Около миллиона в три года, причем если бы выпустить ее три и четыре миллиона, все равно она бы разошлась без остатка — и это без всякой рекламы, без единой газетной статьи, если не считать двух или трех — давних.

Значит, я нашел-таки путь к сердцу советского читателя — хоть и перед смертью, а нашел. Вся штука в том, что я ничего ниоткуда не списываю, никому не подражаю, ничего не подгоняю под чужие теории и не придерживаюсь казенных форм выражения. Самый поразительный феномен в данном случае — успех моей книжки «Люди и книги», которую издали в 30 тысячах экземпляров, считая это огромным тиражом для литературоведческой книжки. И, к изумлению Гослита, на книжку гигантский спрос.

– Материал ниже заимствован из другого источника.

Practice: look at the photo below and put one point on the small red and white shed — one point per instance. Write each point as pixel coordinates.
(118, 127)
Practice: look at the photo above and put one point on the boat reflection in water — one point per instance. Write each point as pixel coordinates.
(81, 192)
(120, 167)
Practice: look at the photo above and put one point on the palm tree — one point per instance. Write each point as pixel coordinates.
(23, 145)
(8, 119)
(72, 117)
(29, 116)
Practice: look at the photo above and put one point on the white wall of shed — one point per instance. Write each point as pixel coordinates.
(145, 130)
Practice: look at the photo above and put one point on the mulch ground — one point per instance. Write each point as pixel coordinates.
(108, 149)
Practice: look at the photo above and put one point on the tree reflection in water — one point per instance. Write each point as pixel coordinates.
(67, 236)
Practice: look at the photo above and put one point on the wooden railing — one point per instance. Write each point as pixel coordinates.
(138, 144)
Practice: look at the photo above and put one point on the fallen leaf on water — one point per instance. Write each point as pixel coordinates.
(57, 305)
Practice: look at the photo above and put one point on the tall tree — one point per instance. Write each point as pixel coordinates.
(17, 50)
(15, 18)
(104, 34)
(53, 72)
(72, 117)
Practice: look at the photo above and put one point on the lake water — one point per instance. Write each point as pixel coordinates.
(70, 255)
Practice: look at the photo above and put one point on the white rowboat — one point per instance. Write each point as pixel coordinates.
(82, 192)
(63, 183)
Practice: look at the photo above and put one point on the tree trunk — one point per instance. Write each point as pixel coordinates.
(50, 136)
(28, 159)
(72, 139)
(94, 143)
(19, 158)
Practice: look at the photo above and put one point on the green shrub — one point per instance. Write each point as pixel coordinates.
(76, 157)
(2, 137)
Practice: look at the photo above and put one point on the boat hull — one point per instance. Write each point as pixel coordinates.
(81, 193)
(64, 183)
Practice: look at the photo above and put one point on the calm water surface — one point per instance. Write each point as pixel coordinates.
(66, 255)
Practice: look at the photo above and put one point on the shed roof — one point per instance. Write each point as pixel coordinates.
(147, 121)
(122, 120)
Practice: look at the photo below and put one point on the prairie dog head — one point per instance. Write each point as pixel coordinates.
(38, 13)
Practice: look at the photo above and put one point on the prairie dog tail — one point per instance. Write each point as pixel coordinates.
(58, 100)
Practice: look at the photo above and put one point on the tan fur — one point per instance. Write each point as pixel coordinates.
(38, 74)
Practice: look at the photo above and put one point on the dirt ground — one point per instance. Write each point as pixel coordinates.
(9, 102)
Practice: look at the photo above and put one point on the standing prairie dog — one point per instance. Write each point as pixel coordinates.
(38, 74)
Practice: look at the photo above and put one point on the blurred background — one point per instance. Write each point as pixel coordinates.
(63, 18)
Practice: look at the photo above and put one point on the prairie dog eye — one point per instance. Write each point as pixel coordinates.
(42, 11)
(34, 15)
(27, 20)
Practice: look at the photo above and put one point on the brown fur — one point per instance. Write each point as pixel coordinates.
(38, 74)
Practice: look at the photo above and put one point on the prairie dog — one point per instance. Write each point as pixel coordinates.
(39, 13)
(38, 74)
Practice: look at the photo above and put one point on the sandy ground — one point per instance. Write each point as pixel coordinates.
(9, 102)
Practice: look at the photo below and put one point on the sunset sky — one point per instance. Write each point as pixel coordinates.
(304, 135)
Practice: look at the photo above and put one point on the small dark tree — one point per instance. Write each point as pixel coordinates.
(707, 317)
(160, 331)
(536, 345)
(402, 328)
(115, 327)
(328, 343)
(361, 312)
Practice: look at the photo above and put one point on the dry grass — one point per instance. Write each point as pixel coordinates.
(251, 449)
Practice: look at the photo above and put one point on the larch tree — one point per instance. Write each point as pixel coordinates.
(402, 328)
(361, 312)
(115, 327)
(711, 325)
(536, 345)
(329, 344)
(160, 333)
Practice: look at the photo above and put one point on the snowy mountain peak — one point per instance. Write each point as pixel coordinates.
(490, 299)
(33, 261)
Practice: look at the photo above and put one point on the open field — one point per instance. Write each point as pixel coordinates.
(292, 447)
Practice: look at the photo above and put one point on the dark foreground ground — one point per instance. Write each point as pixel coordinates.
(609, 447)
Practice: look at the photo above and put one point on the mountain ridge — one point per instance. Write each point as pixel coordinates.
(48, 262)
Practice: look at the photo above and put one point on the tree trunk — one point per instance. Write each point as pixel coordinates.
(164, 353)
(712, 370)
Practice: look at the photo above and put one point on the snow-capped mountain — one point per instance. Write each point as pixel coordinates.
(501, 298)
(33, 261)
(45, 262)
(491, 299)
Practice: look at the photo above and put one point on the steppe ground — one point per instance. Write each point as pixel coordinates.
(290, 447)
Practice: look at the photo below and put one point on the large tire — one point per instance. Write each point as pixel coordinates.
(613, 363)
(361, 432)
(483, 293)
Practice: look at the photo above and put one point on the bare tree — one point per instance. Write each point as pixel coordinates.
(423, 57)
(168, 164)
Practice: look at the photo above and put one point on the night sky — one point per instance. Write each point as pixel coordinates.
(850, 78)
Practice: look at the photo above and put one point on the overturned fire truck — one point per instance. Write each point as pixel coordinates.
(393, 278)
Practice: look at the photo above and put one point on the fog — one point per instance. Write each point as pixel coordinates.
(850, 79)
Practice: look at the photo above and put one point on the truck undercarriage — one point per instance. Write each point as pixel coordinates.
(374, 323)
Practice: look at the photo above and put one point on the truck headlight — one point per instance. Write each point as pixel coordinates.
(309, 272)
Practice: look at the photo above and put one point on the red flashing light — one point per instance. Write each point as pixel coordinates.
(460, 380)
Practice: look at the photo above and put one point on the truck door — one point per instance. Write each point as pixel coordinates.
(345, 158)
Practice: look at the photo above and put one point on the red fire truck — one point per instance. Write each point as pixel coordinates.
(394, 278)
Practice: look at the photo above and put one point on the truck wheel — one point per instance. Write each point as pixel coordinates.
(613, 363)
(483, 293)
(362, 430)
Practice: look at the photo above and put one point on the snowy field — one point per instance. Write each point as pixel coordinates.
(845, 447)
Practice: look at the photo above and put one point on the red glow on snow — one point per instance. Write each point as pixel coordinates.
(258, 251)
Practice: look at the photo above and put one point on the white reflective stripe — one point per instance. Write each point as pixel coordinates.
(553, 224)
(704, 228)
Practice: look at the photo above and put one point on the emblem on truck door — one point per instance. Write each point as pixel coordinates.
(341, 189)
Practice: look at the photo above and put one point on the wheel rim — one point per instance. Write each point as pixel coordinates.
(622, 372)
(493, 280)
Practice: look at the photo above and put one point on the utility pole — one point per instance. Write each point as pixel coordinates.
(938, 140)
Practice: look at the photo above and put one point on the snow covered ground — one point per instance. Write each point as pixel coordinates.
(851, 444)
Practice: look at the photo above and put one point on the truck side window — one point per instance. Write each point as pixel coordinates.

9 сентября. У меня с Пастернаком — отношения неловкие: я люблю некоторые его стихотворения, но не люблю иных его переводов и не люблю его романа «Доктор Живаго», который знаю лишь по первой части, читанной давно. Он же говорит со мной так, будто я безусловный поклонник всего его творчества, и я из какой-то глупой вежливости не говорю ему своего отношения. Мне любы (до слез) его «Рождественская звезда», его «Больница», «Август», «Женщинам» и еще несколько; мне мил он сам — поэт с головы до ног — мечущийся, искренний, сложный.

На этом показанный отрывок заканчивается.